At one time new exercises were fascinating, and kept those of us interested in maintaining health engaged. Think of when aerobics was introduced, when yoga went mainstream at local gyms, when interval training or bootcamps were all making their first appearance. These days, everything is being thrown at a wall to see if it will stick.
Speaking of stick, there are classes with drum sticks. Sure, it’s exercise, but is it at the cost of reaching the bottom of the barrel, without any fresh ideas?
This brings us to the topic at hand, exercise equipment. Most of it is meant to work out the muscles, provide support, and even cushioning. Think of exercise mats, a gym mat or the newer rubber flooring tiles.
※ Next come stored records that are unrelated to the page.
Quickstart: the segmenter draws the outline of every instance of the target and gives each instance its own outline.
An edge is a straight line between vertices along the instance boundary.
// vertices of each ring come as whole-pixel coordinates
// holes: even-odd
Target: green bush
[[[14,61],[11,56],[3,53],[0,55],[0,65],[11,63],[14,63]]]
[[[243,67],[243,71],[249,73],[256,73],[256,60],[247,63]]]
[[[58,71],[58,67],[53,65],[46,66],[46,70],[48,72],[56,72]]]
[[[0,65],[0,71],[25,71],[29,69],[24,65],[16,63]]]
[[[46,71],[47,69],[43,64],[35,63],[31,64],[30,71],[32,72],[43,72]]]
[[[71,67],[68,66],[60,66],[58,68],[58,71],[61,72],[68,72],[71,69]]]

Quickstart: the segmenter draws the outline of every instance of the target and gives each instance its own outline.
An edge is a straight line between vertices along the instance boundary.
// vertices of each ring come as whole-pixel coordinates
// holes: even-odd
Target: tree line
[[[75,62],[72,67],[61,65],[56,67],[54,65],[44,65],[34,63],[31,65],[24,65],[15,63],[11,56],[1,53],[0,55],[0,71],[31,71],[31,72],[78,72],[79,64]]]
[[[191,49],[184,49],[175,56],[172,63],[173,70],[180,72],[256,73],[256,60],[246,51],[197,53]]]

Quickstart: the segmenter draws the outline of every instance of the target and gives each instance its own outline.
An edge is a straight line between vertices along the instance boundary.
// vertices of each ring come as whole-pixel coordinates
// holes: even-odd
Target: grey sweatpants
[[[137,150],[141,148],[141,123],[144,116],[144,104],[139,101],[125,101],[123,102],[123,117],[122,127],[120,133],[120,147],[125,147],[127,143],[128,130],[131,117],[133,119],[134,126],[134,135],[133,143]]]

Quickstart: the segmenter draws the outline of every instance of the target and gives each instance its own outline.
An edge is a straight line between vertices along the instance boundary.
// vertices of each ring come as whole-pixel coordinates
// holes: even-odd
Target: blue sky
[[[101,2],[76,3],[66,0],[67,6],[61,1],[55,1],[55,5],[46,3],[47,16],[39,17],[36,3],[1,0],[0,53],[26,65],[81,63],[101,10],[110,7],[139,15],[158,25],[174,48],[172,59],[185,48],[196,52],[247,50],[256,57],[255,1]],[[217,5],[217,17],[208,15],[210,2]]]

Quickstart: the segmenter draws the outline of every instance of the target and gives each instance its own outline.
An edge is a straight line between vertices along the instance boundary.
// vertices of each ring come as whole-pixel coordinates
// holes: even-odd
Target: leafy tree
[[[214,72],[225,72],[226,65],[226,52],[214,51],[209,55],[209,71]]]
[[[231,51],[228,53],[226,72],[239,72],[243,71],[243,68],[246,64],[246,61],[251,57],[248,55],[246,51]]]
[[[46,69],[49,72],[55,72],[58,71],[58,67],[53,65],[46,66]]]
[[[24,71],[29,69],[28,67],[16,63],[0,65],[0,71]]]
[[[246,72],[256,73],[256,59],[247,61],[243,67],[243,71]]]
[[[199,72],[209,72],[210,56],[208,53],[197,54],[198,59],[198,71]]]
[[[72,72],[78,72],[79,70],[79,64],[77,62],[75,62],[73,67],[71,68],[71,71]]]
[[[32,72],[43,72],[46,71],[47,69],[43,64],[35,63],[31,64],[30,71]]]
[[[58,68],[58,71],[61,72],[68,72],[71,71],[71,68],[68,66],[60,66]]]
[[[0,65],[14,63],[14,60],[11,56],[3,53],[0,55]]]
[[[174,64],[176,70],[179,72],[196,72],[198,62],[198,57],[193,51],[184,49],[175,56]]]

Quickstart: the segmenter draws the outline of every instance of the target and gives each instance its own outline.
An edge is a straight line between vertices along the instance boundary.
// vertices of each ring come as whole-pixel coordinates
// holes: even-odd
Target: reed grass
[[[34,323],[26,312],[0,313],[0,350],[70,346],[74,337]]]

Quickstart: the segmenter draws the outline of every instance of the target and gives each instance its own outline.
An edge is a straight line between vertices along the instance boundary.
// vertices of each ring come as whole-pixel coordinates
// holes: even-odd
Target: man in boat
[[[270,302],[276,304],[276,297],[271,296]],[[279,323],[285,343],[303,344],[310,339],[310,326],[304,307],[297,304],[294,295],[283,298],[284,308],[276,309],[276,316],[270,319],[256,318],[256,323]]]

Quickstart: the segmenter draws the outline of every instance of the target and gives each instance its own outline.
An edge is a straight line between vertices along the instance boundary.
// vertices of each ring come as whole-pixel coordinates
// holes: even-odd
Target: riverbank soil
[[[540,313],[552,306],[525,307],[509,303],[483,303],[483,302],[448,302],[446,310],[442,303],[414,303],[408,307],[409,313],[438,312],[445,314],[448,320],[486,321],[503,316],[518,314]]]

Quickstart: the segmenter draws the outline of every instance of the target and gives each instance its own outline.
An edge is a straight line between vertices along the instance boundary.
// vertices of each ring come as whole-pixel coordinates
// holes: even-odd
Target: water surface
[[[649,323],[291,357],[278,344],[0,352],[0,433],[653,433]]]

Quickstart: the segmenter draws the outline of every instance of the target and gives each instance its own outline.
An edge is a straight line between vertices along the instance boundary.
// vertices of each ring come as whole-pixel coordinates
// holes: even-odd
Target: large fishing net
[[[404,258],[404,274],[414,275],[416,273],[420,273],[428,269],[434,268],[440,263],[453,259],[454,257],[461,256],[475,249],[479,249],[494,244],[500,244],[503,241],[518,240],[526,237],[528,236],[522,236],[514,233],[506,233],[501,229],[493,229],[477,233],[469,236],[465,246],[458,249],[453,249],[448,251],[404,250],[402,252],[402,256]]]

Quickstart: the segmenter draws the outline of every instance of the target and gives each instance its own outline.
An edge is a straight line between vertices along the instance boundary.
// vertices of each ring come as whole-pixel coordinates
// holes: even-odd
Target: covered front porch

Other items making an appearance at gyms everywhere are foam rolling wands. They are hard to miss as they may pose a tripping hazard if left haphazardly in the middle of an already congested and busy gym floor.
Though,the www.pulseroll.com foam roller is allegedly a way to encourage and perhaps achieve self-myofascial release. The SMR technique, as it is known for short, supposedly helps muscle recovery.
The good news is that physical therapists are the ones endorsing and using these tripping hazards. And, by association, athletes have adopted the foam roller use to prevent overactive muscle use.
Here’s how they work. And, they do work as it turns out. Though, just do not leave them in the middle of the floor, and watch where you walk. The soft tissue of a muscle, fascia, is the portion of the connective muscle that protects muscles and supports them.
Giving them a good pulseroll after a workout will help the soft connective tissue stay supple. This will encourage it to do its job more effectively. Roll on!